Protein-coding gene in the species Homo sapiens

Ubiquinol-cytochrome c reductase, Rieske iron-sulfur polypeptide 1, also known as UQCRFS1, Rieske iron-sulfur (Fe-S) protein, Cytochrome b-c1 complex subunit 5, or Complex III subunit 5 is a protein which in humans is encoded by the UQCRFS1 gene. UQCRFS1 is a subunit of the respiratory chain protein Ubiquinol Cytochrome c Reductase (UQCR, Complex III or Cytochrome bc1 complex), which consists of both the product of one mitochondrially encoded gene, MTCYTB (mitochondrial cytochrome b) and the products of ten nuclear genes UQCRC1, UQCRC2, Cytochrome C1, UQCRFS1 (this protein, a type of Rieske protein), UQCRB, ("11kDa protein"), UQCRH (cyt c1 Hinge protein), UCRC ("cyt. c1 associated protein"), and ("Rieske-associated protein").

== Structure ==

UQCRFS1 is located on the q arm of chromosome 19 in position 12, has 2 exons, and spans 5,969 base pairs. The UQCRFS1 gene produces a 29.7 kDa protein composed of 274 amino acids. UQCRFS1 is a subunit of the respiratory chain protein Ubiquinol Cytochrome c Reductase (UQCR, Complex III or Cytochrome bc1 complex). The structure of the complex is a symmetric homodimer composed of one mitochondrial genome encoded cytochrome b subunit and ten other nucleus encoded subunits. The primary structure of UQCRFS1 from cDNA analysis is composed of a 78 amino acid long N-terminal extension sequence.

== Function ==
The UQCRFS1 gene encodes for an iron-sulfur protein, which is an essential subunit of the Ubiquinol Cytochrome c Reductase or Complex III in the mitochondrial respiratory chain.
Complex III is responsible for electron transfer from coenzyme Q to cytochrome c as well as the proton transfer from the extracellular matrix to the intermembrane space which leads to ATP-coupled electrochemical potential generation. Incorporation of the subunit UQCRFS1 is the second to last step in complex III assembly.
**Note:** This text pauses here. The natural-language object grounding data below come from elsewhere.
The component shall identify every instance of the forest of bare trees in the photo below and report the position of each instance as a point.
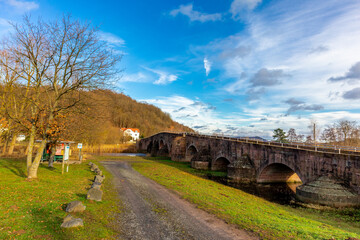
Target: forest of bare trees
(51, 73)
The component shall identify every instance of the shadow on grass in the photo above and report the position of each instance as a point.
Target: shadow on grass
(14, 165)
(82, 196)
(46, 225)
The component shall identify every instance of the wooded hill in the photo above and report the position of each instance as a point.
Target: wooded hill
(101, 114)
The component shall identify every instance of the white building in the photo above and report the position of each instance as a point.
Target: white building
(134, 133)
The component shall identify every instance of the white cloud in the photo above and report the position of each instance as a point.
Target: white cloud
(278, 39)
(112, 39)
(164, 77)
(135, 77)
(22, 6)
(207, 66)
(238, 7)
(193, 15)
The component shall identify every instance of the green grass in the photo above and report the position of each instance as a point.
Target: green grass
(35, 210)
(266, 219)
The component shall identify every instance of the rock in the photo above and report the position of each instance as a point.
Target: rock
(96, 185)
(98, 171)
(94, 194)
(75, 206)
(94, 167)
(99, 179)
(71, 222)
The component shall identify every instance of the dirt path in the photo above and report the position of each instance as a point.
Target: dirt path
(152, 212)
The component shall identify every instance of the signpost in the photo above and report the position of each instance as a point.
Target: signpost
(66, 157)
(80, 147)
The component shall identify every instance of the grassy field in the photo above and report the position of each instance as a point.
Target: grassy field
(35, 210)
(266, 219)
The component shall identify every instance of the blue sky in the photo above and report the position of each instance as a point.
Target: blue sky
(238, 67)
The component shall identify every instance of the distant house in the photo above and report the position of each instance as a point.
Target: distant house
(20, 138)
(134, 133)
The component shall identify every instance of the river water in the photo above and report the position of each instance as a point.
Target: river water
(282, 193)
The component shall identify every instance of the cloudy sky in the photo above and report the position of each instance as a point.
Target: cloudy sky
(238, 67)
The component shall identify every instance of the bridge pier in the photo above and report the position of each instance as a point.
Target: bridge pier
(327, 191)
(200, 165)
(256, 161)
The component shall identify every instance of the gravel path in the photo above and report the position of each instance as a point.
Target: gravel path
(152, 212)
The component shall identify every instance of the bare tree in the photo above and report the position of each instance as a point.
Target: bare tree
(329, 134)
(345, 129)
(292, 136)
(66, 56)
(315, 130)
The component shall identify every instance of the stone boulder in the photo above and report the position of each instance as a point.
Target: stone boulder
(98, 171)
(71, 222)
(99, 179)
(94, 194)
(96, 185)
(75, 206)
(94, 167)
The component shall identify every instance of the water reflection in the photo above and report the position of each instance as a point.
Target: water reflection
(282, 193)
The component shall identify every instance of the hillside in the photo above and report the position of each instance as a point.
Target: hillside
(103, 112)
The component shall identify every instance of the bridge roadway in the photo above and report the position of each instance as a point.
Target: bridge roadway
(254, 160)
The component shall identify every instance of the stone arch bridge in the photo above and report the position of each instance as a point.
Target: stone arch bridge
(258, 161)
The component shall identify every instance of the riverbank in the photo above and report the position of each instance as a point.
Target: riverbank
(35, 210)
(266, 219)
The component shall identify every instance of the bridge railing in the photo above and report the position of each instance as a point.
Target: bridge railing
(297, 145)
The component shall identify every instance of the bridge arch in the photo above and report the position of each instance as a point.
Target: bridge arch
(220, 164)
(155, 148)
(163, 148)
(149, 147)
(278, 172)
(162, 144)
(191, 153)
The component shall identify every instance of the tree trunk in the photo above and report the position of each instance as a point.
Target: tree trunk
(12, 144)
(30, 148)
(35, 164)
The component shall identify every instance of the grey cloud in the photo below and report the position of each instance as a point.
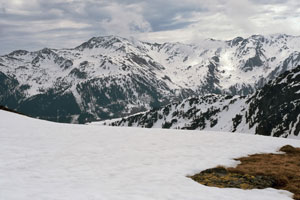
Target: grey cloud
(64, 23)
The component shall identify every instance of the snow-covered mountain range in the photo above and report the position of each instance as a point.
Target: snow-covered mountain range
(108, 77)
(273, 110)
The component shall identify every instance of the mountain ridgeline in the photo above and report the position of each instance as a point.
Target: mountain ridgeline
(273, 110)
(109, 77)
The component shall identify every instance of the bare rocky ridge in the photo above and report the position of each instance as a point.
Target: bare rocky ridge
(109, 77)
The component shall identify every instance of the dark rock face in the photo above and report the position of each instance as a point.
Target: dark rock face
(112, 77)
(10, 91)
(273, 110)
(51, 106)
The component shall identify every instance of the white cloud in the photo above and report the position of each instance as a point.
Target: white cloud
(124, 20)
(60, 23)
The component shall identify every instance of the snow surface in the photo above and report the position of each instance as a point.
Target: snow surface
(41, 160)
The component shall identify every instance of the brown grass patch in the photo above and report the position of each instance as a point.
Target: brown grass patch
(280, 171)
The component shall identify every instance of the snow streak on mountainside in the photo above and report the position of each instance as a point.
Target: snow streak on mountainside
(273, 110)
(41, 160)
(108, 77)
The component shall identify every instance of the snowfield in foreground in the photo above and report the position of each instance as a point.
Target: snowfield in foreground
(41, 160)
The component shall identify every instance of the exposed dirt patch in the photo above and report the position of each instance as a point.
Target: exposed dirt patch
(280, 171)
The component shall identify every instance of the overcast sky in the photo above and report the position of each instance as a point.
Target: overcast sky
(34, 24)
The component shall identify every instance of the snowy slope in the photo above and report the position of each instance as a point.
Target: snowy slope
(50, 161)
(273, 110)
(109, 77)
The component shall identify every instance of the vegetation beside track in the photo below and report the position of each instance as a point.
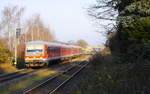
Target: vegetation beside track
(110, 75)
(26, 82)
Once it is incorporated, UQCRFS1 undergoes proteolytic processing, which is essential for the correct insertion into Complex III. Preventions of the insertion may occur due to UQCRFS1-derived fragments, leading to a loss of Complex III structure and function.

==Clinical significance==
The UQCRFS1 gene has been shown to be involved in carcinogenesis of some cancers. It is mainly associated with more aggressive tumors, and results in the development of more aggressive phenotypes of breast cancers. The association was found with a grade 3 amplification of the UQCRFS1 gene. In addition, Acute myeloid leukemia (AML) has been found to be associated with the amplification of UQCRFS1 gene. In contrast, UQCRFS1 and complex III has been absent in renal cell carcinoma, though the mechanism is unknown.

== Interactions ==

In addition to co-complexes, UQCRFS1 has protein-protein interactions with UQCRB, BCS1L, COX6B1, UQCRQ, NDUFA9, and other proteins.